Question

In Exercises \(57-74\), sketch the graph of the equation. Look for extrema, intercepts, symmetry, and asymptotes as necessary. Use a graphing utility to verify your result. $$ y=\frac{2 x}{1-x} $$

Short answer

The graph of \(y=\frac{2x}{1-x}\) has asymptotes at \(x=1\) (vertical) and \(y=0\) (horizontal). The x and y intercepts are both 0 and there's no symmetry. The curve approaches the asymptotes without touching them.

Step-by-step solution

Determine the vertical asymptote

A vertical asymptote occurs when the denominator of a fraction is equal to zero. Therefore, set \(1-x=0\), and solve for \(x\). Thus, \(x = 1\) is the vertical asymptote.

Determine the horizontal asymptote

A horizontal asymptote for a rational function can be found by comparing the degrees of the top and bottom polynomials. The horizontal asymptote in this case would be \(y=0\) because the degree of the denominator is greater than the degree of the numerator.

Determine the x-intercepts

An x-intercept is where the graph crosses the x-axis. This occurs when \(y=0\). Set the equation \(y=\frac{2x}{1-x}\) equal to zero and solve for \(x\). The equation will be 0 if the numerator \(2x = 0\), thus \(x = 0\) is the x-intercept.

Determine the y-intercepts

A y-intercept is where the graph crosses the y-axis. This occurs when \(x=0\). Substitute \(x=0\) into the function equation \(y=\frac{2x}{1-x}\), and the result will be \(y = 0\). So, the y-intercept is also at 0.

Check for symmetry

To check for symmetry replace \(x\) with \(-x\) in the equation and simplify. If the result is identical to the original function, the function is symmetric about the y-axis. If it's the negative of the original function, then it's symmetric about the origin. Substituting \(-x\) in place of \(x\) in the equation gives \(y=\frac{-2x}{1+x}\), which isn't identical or negative of the original equation.
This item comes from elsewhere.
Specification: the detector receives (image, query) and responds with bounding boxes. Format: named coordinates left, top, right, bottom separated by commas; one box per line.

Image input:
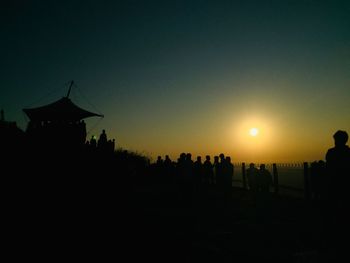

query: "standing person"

Therefore, the function isn't symmetric.

Sketch the graph

Firstly, sketch the vertical line \(x=1\) to indicate the vertical asymptote. Then, sketch the horizontal line \(y=0\) to define the horizontal asymptote. Next, mark the x and y intercepts which are both at 0. Because there's no symmetry, and since \(x < 1\), \(y\) will tend towards negative infinity and as \(x > 1\), \(y\) will tend towards positive infinity. Sketch the curve following these conditions.

Verify with a graphing utility

Use a graphing calculator or an online graphing tool to draw the equation \(y=\frac{2x}{1-x}\). The graph should confirm the manually sketched graph.